Read more about the daai fei in Deadly Game, a sample chapter from the book A Small Band Of Men.

Date picture taken (may be approximate): 
Monday, January 1, 1990

Comments

Hi Les, a quick question. I've always wondered whether the (destroyed) concrete ramp at Lung Ha Wan beach was constructed for the purpose of loading cars into these daai fei boats? Do you know anything about it? I believe the ramp was blown up by the army sometime in the 90s.

Regards

Phil

Hi Phil,

I'm afraid I don't know why that ramp was put there. Or why it was destroyed. I can only add a few points that might help. The majority of activity during the 'daai fei smuggling era' took place out of Tolo Channel, although I do know that some did use loading spots further south, on the Sai Kung peninsula, when Tolo became effectively policed. Generally, the smuggling syndicates preferred the more sheltered waters of the Tolo Channel to the more unpredictable seas further south-east.

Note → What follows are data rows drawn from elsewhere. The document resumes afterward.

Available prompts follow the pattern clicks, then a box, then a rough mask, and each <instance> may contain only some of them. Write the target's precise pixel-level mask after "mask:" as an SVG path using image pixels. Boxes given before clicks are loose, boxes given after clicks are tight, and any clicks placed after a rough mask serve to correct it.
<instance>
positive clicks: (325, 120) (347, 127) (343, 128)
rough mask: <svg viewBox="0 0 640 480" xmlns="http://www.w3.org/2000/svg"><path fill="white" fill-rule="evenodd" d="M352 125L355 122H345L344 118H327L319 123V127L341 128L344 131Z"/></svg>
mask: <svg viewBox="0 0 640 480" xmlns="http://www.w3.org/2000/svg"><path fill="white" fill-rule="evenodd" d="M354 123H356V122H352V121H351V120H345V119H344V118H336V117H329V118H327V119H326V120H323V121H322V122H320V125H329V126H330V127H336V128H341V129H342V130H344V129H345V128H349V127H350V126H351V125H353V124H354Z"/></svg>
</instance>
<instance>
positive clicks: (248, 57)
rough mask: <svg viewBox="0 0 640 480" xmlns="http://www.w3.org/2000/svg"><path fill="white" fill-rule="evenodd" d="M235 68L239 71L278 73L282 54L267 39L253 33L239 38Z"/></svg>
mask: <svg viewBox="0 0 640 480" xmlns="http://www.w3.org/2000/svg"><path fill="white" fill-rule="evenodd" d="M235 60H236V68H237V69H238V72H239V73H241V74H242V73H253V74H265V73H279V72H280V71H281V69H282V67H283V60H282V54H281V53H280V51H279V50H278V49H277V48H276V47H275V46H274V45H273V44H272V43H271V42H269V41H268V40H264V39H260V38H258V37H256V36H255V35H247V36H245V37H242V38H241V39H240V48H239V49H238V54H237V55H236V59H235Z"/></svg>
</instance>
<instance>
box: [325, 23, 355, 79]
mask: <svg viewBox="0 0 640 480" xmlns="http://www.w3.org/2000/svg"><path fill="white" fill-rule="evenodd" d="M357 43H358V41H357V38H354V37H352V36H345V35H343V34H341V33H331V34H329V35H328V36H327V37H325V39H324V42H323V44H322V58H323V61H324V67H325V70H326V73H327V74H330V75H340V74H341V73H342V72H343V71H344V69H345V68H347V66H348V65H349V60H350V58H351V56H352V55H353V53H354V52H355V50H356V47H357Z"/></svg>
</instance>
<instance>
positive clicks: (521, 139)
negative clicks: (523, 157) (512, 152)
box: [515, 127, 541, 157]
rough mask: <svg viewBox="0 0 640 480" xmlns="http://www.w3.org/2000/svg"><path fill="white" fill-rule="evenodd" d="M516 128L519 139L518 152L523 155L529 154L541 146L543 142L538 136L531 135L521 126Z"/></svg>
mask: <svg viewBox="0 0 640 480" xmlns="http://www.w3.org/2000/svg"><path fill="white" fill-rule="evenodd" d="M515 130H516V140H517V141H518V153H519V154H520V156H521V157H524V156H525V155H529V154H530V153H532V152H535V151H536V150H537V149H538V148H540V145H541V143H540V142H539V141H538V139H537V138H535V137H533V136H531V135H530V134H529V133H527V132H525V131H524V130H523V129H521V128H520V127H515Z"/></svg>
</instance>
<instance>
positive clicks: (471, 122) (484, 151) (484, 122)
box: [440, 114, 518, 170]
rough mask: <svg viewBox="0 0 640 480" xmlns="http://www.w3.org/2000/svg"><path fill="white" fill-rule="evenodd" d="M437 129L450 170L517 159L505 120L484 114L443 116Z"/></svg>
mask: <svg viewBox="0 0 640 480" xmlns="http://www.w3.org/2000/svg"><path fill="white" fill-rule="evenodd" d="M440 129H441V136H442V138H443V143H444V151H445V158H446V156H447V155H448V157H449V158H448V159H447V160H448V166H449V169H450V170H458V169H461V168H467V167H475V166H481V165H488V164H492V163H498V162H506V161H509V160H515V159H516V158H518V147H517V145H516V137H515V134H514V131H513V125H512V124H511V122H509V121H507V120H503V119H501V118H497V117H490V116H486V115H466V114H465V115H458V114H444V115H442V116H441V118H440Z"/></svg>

Daai feis and unstable seas don't go well together. In guaranteed calm conditions their very high speed could be put to maximum effect. Also, ramps leading into the water were not ideal loading points. To actually place a car into a daai fei the syndicates used a crane and winch to lift the car up, swing it around, then lower the car into the stern compartment. This was best done from a raised horizontal position, like a sea wall or jetty. Ramps were not that useful for loading a car. Of course, they used to smuggle other things that were in demand in China at the time, like TV sets and DVD players. They could take about 400 sets in one of those vessels. But then again a jetty with steps was prefered, so that the daai fei could tie-up alongside for loading. Water immediately next to a ramp would usually be too shallow for this. Hope this helps, and sorry I can't help with your specific question on the Lung Ha Wan ramp.

Thanks for the explanation, Les. Very interesting. Looking forward to grabbing myself a copy of the book in the next few weeks.